The visionary Treasury role inside the Bank Organisation – Part II
by Leonardo Orlando
Last time we focused on how the Treasury role inside the Bank Organisation has evolved over the past 10 years, going from a “passive” business centric role to a more “active” risk based one.
Treasury role has changed due to the new market context and related regulatory framework. This has made liquidity monitoring and control, one of the Bank’s organisation core pillars.
As already mentioned in previous writings, liquidity crisis during Lehman Brothers crash, has shown liquidity system weakness, related to the following main reasons:
- In the trading market, “domino effect” is quite relevant and sensitive. Currently market is composed by few big players, which are able to make market aversion profile change rapidly
- Customer risk aversion profile has changed as well. Common investment attitude has moved from medium-long term to short term timeline, then affecting the maturity ladder management
- Risk profile has impacted also on portfolio management, making Bank margin per transaction lower. As a consequence, Banks have been assuming a more active role in the market, losing the original “intermediary” profile.
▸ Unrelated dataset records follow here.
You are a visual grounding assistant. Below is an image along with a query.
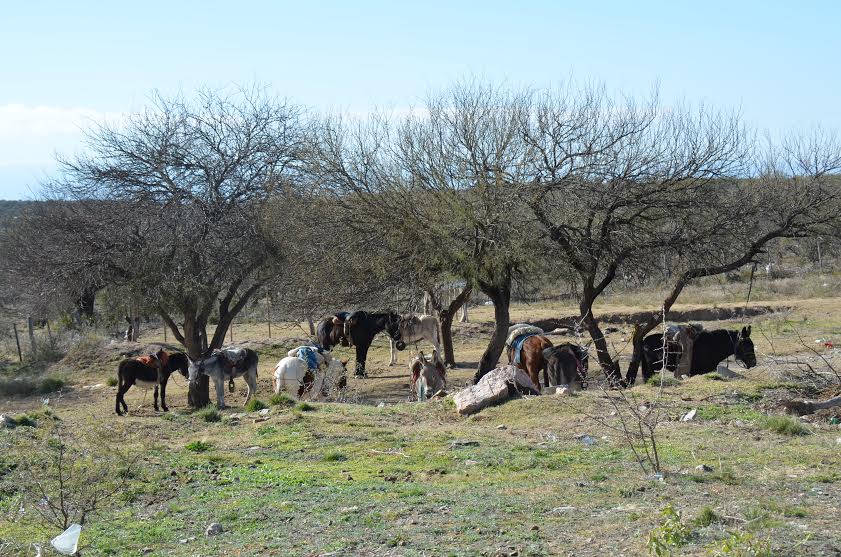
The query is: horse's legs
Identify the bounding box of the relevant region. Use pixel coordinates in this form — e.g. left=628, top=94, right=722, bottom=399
left=161, top=376, right=169, bottom=412
left=388, top=337, right=397, bottom=366
left=114, top=374, right=131, bottom=416
left=243, top=369, right=257, bottom=404
left=213, top=376, right=225, bottom=410
left=356, top=344, right=368, bottom=377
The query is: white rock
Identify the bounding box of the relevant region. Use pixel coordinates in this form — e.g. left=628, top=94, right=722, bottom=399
left=204, top=522, right=225, bottom=536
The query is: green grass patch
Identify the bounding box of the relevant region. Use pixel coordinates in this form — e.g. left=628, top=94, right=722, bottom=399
left=692, top=507, right=721, bottom=528
left=269, top=393, right=295, bottom=406
left=324, top=451, right=347, bottom=462
left=184, top=441, right=213, bottom=453
left=195, top=404, right=222, bottom=423
left=38, top=376, right=65, bottom=395
left=245, top=398, right=268, bottom=412
left=645, top=372, right=680, bottom=387
left=761, top=416, right=810, bottom=435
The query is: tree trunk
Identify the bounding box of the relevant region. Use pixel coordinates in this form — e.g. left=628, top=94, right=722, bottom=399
left=473, top=269, right=511, bottom=384
left=438, top=286, right=472, bottom=367
left=579, top=292, right=622, bottom=387
left=26, top=315, right=38, bottom=357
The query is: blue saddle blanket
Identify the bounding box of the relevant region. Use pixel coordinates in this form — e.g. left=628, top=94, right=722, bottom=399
left=298, top=346, right=318, bottom=369
left=511, top=333, right=537, bottom=364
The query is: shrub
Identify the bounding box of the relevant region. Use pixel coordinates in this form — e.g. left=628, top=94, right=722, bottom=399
left=269, top=393, right=295, bottom=406
left=762, top=416, right=809, bottom=435
left=0, top=379, right=38, bottom=396
left=645, top=372, right=680, bottom=387
left=692, top=507, right=721, bottom=528
left=245, top=398, right=268, bottom=412
left=196, top=404, right=222, bottom=423
left=646, top=503, right=692, bottom=557
left=184, top=441, right=213, bottom=453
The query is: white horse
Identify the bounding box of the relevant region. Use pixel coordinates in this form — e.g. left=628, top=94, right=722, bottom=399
left=273, top=353, right=347, bottom=398
left=409, top=350, right=447, bottom=402
left=187, top=348, right=258, bottom=410
left=388, top=315, right=441, bottom=366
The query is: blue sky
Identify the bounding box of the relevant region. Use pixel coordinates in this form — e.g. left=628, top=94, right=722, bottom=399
left=0, top=0, right=841, bottom=199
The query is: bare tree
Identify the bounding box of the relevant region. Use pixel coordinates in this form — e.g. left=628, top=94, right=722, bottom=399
left=313, top=83, right=540, bottom=379
left=523, top=88, right=749, bottom=383
left=0, top=88, right=302, bottom=406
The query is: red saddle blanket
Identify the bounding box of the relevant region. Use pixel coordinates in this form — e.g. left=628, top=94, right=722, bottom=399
left=135, top=352, right=169, bottom=369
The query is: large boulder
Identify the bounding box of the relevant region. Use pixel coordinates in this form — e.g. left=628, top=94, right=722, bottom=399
left=453, top=365, right=540, bottom=416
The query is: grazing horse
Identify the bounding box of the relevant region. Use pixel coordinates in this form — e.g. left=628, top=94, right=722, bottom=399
left=315, top=311, right=350, bottom=350
left=409, top=350, right=447, bottom=401
left=543, top=343, right=587, bottom=390
left=388, top=314, right=441, bottom=366
left=345, top=311, right=400, bottom=377
left=642, top=326, right=756, bottom=381
left=115, top=350, right=189, bottom=416
left=273, top=352, right=347, bottom=398
left=189, top=348, right=258, bottom=410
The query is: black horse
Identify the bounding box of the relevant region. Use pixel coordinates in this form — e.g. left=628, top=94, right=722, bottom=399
left=116, top=350, right=190, bottom=416
left=642, top=326, right=756, bottom=381
left=315, top=311, right=350, bottom=350
left=543, top=343, right=589, bottom=389
left=345, top=311, right=400, bottom=377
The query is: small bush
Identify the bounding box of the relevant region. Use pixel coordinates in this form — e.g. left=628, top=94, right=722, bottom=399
left=15, top=414, right=38, bottom=427
left=646, top=504, right=692, bottom=557
left=184, top=441, right=213, bottom=453
left=645, top=372, right=680, bottom=387
left=692, top=507, right=721, bottom=528
left=38, top=376, right=64, bottom=395
left=710, top=532, right=773, bottom=557
left=196, top=404, right=222, bottom=423
left=245, top=398, right=268, bottom=412
left=324, top=451, right=347, bottom=462
left=269, top=393, right=295, bottom=406
left=762, top=416, right=809, bottom=435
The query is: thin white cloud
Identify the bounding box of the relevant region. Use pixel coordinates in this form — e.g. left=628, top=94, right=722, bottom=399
left=0, top=104, right=121, bottom=167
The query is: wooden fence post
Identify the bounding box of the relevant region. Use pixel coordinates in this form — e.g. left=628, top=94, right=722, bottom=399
left=12, top=323, right=23, bottom=363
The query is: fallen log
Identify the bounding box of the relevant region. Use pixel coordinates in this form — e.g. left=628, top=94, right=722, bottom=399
left=783, top=396, right=841, bottom=416
left=453, top=366, right=540, bottom=416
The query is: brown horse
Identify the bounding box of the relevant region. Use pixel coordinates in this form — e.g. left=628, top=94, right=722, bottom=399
left=508, top=335, right=552, bottom=387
Banks have started taking position in the market, then assuming a completely different risk profile.
The combination of the three above elements has generated the need for a solid and stronger risk adjusted view, which aggregates all risks, creates a single view on the Bank’s risk exposure and then provides guidelines on portfolio management.
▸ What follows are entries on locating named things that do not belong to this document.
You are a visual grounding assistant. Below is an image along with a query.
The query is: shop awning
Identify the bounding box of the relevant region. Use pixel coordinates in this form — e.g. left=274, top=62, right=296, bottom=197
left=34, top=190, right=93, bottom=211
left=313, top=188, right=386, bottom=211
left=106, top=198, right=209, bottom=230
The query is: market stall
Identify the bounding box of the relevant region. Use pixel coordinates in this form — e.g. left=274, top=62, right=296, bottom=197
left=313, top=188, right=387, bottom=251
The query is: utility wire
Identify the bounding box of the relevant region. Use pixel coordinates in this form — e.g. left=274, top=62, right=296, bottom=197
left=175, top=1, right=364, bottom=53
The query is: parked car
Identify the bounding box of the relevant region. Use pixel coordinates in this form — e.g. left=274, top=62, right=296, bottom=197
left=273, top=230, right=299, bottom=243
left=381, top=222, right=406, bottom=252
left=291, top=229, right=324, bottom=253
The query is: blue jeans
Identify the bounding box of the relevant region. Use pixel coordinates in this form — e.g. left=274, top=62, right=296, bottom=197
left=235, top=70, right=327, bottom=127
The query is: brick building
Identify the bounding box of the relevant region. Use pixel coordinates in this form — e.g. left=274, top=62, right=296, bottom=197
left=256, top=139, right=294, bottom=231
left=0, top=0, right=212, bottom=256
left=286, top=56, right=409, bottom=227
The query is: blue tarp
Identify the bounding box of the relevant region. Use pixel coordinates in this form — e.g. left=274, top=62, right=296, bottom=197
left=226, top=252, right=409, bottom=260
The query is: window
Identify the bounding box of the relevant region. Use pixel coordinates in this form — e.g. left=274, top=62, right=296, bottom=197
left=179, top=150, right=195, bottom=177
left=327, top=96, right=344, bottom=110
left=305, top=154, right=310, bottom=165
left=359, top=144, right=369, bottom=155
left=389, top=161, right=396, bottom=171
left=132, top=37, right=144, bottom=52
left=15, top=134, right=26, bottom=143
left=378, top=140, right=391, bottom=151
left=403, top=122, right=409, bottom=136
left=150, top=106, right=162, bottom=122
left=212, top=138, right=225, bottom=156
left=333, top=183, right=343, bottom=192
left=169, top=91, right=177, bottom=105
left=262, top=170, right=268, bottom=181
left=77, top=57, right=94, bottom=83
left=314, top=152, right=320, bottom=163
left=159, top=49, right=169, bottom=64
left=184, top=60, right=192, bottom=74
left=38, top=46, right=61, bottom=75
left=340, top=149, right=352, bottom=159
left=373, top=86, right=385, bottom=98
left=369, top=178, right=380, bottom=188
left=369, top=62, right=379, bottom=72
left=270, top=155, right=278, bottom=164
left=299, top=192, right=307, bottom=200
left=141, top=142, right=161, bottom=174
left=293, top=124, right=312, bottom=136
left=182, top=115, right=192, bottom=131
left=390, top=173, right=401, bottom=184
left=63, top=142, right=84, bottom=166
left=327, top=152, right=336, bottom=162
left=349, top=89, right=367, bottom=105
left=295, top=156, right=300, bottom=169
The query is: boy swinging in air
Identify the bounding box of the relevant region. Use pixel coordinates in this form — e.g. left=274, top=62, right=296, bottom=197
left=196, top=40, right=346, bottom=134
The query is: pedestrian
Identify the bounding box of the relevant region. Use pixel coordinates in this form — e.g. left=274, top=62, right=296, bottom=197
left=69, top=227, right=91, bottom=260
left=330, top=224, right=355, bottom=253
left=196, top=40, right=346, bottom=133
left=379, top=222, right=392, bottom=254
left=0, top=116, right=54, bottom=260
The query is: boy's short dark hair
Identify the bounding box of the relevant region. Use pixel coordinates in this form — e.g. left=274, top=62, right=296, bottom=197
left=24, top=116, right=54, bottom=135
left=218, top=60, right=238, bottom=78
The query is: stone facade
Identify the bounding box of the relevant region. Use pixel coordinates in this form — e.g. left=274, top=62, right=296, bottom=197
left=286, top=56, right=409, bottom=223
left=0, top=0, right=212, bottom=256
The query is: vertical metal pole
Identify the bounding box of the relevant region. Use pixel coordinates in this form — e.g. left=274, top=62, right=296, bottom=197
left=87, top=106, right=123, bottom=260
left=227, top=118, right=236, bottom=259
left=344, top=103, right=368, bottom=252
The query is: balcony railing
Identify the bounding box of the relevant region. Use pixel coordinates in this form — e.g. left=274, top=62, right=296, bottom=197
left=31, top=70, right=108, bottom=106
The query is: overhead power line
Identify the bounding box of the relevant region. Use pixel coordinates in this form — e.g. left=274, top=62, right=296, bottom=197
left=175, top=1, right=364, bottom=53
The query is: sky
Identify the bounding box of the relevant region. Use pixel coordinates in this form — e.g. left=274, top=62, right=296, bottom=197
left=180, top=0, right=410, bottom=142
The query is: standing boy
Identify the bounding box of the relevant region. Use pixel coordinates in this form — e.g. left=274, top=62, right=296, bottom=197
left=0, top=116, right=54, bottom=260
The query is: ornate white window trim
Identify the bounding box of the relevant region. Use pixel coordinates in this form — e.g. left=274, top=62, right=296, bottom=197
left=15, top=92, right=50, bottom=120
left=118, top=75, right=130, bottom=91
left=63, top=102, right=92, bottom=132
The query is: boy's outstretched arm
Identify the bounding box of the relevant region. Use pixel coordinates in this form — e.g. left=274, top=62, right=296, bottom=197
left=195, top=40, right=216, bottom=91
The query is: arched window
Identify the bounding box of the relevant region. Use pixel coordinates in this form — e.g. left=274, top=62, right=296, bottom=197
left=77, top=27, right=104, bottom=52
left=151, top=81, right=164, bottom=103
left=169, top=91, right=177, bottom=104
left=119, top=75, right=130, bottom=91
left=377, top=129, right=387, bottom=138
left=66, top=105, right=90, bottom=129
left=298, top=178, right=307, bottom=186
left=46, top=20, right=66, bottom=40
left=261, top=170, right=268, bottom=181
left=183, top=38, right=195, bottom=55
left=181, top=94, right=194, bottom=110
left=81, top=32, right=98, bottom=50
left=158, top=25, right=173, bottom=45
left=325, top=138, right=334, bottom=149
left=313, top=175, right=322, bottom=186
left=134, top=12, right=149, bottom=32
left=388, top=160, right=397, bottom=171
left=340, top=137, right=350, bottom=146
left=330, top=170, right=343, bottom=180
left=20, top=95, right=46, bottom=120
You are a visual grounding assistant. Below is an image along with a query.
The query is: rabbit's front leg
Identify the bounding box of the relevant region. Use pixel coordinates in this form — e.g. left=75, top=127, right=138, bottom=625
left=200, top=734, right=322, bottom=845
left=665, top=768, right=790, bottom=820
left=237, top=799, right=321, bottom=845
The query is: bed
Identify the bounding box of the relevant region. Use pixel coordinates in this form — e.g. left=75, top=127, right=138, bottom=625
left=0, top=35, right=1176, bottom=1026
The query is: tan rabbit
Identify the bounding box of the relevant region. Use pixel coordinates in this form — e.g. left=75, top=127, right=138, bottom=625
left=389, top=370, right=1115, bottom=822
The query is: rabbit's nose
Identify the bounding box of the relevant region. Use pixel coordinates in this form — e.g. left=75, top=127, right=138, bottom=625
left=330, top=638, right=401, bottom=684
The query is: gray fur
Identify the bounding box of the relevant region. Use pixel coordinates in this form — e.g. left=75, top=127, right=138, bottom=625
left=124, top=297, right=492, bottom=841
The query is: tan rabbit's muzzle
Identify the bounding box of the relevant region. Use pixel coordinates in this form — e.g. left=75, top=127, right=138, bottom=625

Now, the key question comes easy: Which function does need a risk aggregated view ?
Before of answering to that question I will provide an answer to the followings:
- Which frequency would apply to the new information flow
- Which kind of control should be applied to that information
- Who is supposed to use that information
- The risk aggregation view frequency should follow the market data refresh process, which in theory could occur on a daily basis. It implies that Bank’s risk profile should change daily, according to the market data. In a big Organisation, this becomes almost impossible to manage, if you just think about all implied changes and the uncertainty that it will generate. Then a good compromise would be to have a one off risk profile framework set up, which can occur on a quarterly basis and then a risk profile adjustment which can occur on a daily basis, according to the risk profile and the predefined threshold.
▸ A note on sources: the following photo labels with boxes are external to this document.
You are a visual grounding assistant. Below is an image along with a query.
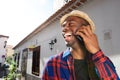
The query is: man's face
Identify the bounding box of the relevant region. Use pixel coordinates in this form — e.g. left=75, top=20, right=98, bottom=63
left=62, top=16, right=85, bottom=47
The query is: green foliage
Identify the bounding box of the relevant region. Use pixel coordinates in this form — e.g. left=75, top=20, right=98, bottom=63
left=4, top=58, right=20, bottom=80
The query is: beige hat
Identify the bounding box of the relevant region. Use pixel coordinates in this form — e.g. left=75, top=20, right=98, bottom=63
left=60, top=10, right=95, bottom=32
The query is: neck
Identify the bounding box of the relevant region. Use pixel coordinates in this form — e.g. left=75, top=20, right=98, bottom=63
left=70, top=45, right=85, bottom=59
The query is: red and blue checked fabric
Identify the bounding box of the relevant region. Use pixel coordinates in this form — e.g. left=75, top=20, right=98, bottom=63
left=42, top=49, right=120, bottom=80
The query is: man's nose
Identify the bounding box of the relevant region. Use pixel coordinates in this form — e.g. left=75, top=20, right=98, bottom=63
left=62, top=23, right=70, bottom=32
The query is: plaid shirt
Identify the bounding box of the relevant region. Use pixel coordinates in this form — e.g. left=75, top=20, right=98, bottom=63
left=42, top=50, right=120, bottom=80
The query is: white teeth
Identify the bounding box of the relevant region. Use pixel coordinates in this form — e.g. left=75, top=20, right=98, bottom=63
left=64, top=33, right=72, bottom=36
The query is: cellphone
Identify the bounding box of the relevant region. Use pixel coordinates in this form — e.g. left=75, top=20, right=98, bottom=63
left=76, top=35, right=84, bottom=46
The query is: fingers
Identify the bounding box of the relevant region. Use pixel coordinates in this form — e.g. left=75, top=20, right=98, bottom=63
left=76, top=25, right=93, bottom=37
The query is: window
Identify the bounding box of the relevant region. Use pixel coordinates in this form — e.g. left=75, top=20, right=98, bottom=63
left=32, top=46, right=40, bottom=76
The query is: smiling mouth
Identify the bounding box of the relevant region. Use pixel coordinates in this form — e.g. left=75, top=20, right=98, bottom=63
left=63, top=32, right=73, bottom=38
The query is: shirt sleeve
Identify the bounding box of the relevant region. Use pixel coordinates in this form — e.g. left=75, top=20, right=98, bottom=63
left=92, top=50, right=120, bottom=80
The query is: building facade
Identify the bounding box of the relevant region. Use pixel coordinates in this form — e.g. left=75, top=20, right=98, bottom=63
left=0, top=35, right=9, bottom=64
left=14, top=0, right=120, bottom=80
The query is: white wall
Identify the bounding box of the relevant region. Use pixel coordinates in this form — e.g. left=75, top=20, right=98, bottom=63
left=15, top=0, right=120, bottom=77
left=79, top=0, right=120, bottom=76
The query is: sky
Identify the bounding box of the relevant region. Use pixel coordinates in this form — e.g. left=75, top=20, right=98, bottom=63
left=0, top=0, right=54, bottom=46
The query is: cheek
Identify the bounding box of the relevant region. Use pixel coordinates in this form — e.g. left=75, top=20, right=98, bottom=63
left=70, top=27, right=77, bottom=33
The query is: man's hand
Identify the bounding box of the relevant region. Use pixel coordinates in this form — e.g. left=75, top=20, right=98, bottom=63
left=76, top=25, right=100, bottom=54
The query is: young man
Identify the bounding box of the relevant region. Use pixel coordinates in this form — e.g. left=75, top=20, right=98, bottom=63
left=42, top=10, right=119, bottom=80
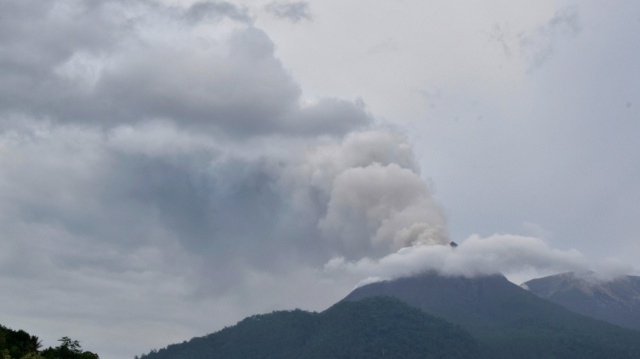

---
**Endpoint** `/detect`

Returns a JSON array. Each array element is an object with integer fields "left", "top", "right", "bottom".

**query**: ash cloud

[
  {"left": 265, "top": 1, "right": 313, "bottom": 23},
  {"left": 0, "top": 0, "right": 446, "bottom": 358},
  {"left": 324, "top": 234, "right": 633, "bottom": 284}
]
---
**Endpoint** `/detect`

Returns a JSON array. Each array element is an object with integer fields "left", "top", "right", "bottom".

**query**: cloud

[
  {"left": 325, "top": 234, "right": 616, "bottom": 286},
  {"left": 265, "top": 1, "right": 312, "bottom": 22}
]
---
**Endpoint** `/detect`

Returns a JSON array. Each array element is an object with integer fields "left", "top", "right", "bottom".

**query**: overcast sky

[{"left": 0, "top": 0, "right": 640, "bottom": 359}]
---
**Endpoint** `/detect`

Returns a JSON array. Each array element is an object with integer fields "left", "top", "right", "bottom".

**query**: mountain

[
  {"left": 343, "top": 272, "right": 640, "bottom": 359},
  {"left": 142, "top": 297, "right": 480, "bottom": 359},
  {"left": 523, "top": 272, "right": 640, "bottom": 330}
]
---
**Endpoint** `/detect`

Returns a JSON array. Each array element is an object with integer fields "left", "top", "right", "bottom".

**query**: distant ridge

[
  {"left": 141, "top": 297, "right": 481, "bottom": 359},
  {"left": 523, "top": 272, "right": 640, "bottom": 330},
  {"left": 344, "top": 272, "right": 640, "bottom": 359}
]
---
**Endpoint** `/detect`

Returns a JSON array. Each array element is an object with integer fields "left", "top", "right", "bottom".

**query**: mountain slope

[
  {"left": 344, "top": 273, "right": 640, "bottom": 359},
  {"left": 142, "top": 297, "right": 480, "bottom": 359},
  {"left": 523, "top": 272, "right": 640, "bottom": 330}
]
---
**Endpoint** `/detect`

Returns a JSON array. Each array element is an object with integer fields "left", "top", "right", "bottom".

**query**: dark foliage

[
  {"left": 345, "top": 273, "right": 640, "bottom": 359},
  {"left": 142, "top": 297, "right": 479, "bottom": 359},
  {"left": 0, "top": 325, "right": 99, "bottom": 359}
]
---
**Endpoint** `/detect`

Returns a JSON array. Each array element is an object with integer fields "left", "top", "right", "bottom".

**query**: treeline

[
  {"left": 141, "top": 297, "right": 481, "bottom": 359},
  {"left": 0, "top": 325, "right": 99, "bottom": 359}
]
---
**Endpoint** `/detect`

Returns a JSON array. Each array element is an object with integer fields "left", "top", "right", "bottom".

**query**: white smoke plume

[{"left": 325, "top": 234, "right": 632, "bottom": 284}]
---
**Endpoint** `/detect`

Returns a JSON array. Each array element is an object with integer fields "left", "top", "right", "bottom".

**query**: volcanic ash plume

[{"left": 288, "top": 131, "right": 449, "bottom": 259}]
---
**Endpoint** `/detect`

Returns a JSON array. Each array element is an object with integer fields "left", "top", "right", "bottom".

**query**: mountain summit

[
  {"left": 344, "top": 272, "right": 640, "bottom": 359},
  {"left": 522, "top": 272, "right": 640, "bottom": 330}
]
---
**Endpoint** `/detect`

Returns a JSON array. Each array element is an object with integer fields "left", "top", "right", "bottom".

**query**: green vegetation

[
  {"left": 0, "top": 325, "right": 99, "bottom": 359},
  {"left": 142, "top": 297, "right": 479, "bottom": 359}
]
- Risk limits should be set up from an independent authority, which should control that predefined thresholds are respected on an on-going basis. The function in charge of the daily monitoring and control of risk should be then able to identify the risk implied by all transactions executed by the Bank and be able to realise when thresholds have been reached. At the same time an independent function should be able to have control of that information, even if at a less granular level, then being able to enforce policies and procedures to respect the predefined risk limits.
- Consumers of the risk aggregated view could be multiples, for different scope. For example, Treasury would need that information since it will be useful to know the risk implied by trades while Risk Management would need an aggregated risk view in order to identify consistency between risk taken and risk profile.
Having said that, Treasury needs to be recognised like the operational function which needs for the aggregated risk view, in order to monitor and control risk on a daily basis and provide continuous feedback to Risk Management.
So, even if Risk Management remains the independent function responsible for the overall risk management framework, Treasury plays a crucial role inside the defined framework, translating it into operational control and performing a risk adjusted portfolio analysis.